(X)HTML Tutorial -- The Semantic Web

The Semantic Web

At this point, we need to return to the history of (X)HTML. As early as 1999, there was talk of a Web 2.0 (necessitating the invention of a previously existing Web 1.0) as the future of the internet. Whereas Web 1.0 largely involved using web browsers to retrieve information in the form of web pages, Web 2.0 would involve greater interaction between users and the data, as well as the formation of communities around sets of data. This vision of Web 2.0 has very largely come to pass, both commercially and socially, as we can see from web sites like Amazon.com, Facebook, or innumerable blogs. One of the requirements of this sort of internet interactivity is an attention to coding standards and, increasingly, methods of representing data that can be analysed by computers. Here is an example of what this means. Consider the following code:


   <p>Box of Apples: $5.99</p>

This would naturally be displayed in the web browser without the <p> tags. To a human, the meaning is obvious: a box of apples costs $5.99. But a computer can only say that the string of characters "$5.99" follows the string of characters "Box of Apples", or that "of Apples: $5.99" follows "Box ", and so on. This is meaningless. There is no way to ask a computer to find the product (apples) or its cost on a large web page. At best, we can ask it to find a paragraph, but that might not have the information we want.

This is why semantic coding has taken on increasing importance in Web 2.0. The more we can describe data using semantic elements, the more that information can be analysed by computers. The importance of this coding method has even led people to begin to envision a Web 3.0, in which all data on the web would be described semantically, opening all of it to computer-based analysis and processing. This is known as the Semantic Web. There is considerable debate about whether such a semantic web is possible (or desirable), but one thing is clear: (X)HTML is not the technology to produce it. Although, as we have seen, (X)HTML has some semantic elements, there are not nearly enough to describe all the possible types of data. A much better technology for Web 3.0 is XML, where the data can have an unlimited number elements and is accompanied by a description of those elements.

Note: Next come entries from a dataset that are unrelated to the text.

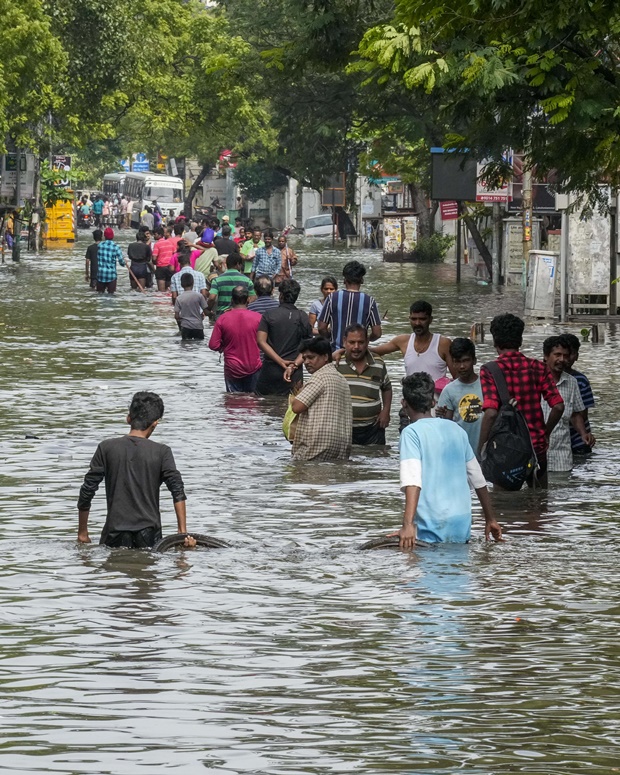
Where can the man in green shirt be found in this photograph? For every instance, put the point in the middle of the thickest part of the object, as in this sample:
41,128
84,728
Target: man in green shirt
371,391
220,293
249,248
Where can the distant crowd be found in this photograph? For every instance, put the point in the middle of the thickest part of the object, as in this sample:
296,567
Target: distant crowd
510,424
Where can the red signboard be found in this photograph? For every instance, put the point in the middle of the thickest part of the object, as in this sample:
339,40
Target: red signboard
449,211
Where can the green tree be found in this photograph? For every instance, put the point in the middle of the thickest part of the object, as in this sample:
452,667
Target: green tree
506,73
32,61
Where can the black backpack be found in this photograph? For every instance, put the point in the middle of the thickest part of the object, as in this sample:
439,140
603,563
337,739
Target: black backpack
508,457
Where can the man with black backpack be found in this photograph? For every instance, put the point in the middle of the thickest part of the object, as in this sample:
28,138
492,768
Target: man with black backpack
512,388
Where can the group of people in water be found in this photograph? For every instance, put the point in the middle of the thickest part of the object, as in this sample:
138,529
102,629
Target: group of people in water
447,414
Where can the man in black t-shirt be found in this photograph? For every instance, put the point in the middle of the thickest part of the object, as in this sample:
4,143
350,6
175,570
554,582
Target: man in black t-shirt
133,468
280,333
91,259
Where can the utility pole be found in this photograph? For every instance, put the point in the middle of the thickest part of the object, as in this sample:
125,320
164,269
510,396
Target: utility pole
527,216
497,244
17,219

Nevertheless, the thinking behind the semantic web has ramifications for how we produce web pages. The most important is the principle of separating content from presentation. Wherever possible, content should be represented in (preferably semantic) (X)HTML elements. The presentation, style, or appearance of that content should be conveyed using a different system of markup--normally CSS--which can be ignored by computers mining the text for data. Whilst we may not be able to fulfill the vision of the semantic web through (X)HTML, we can bring our coding practices closer to it, thus ensuring that our web pages have greater longetivity and compatibility with emerging Web 2.0 (and Web 3.0) technologies.

Learning (X)HTML therefore requires learning the CSS alternatives to traditional (X)HTML forms of presentational markup. As a result, this tutorial will discuss some basic CSS syntax before introducing further (X)HTML techniques such as changing fonts or creating tables.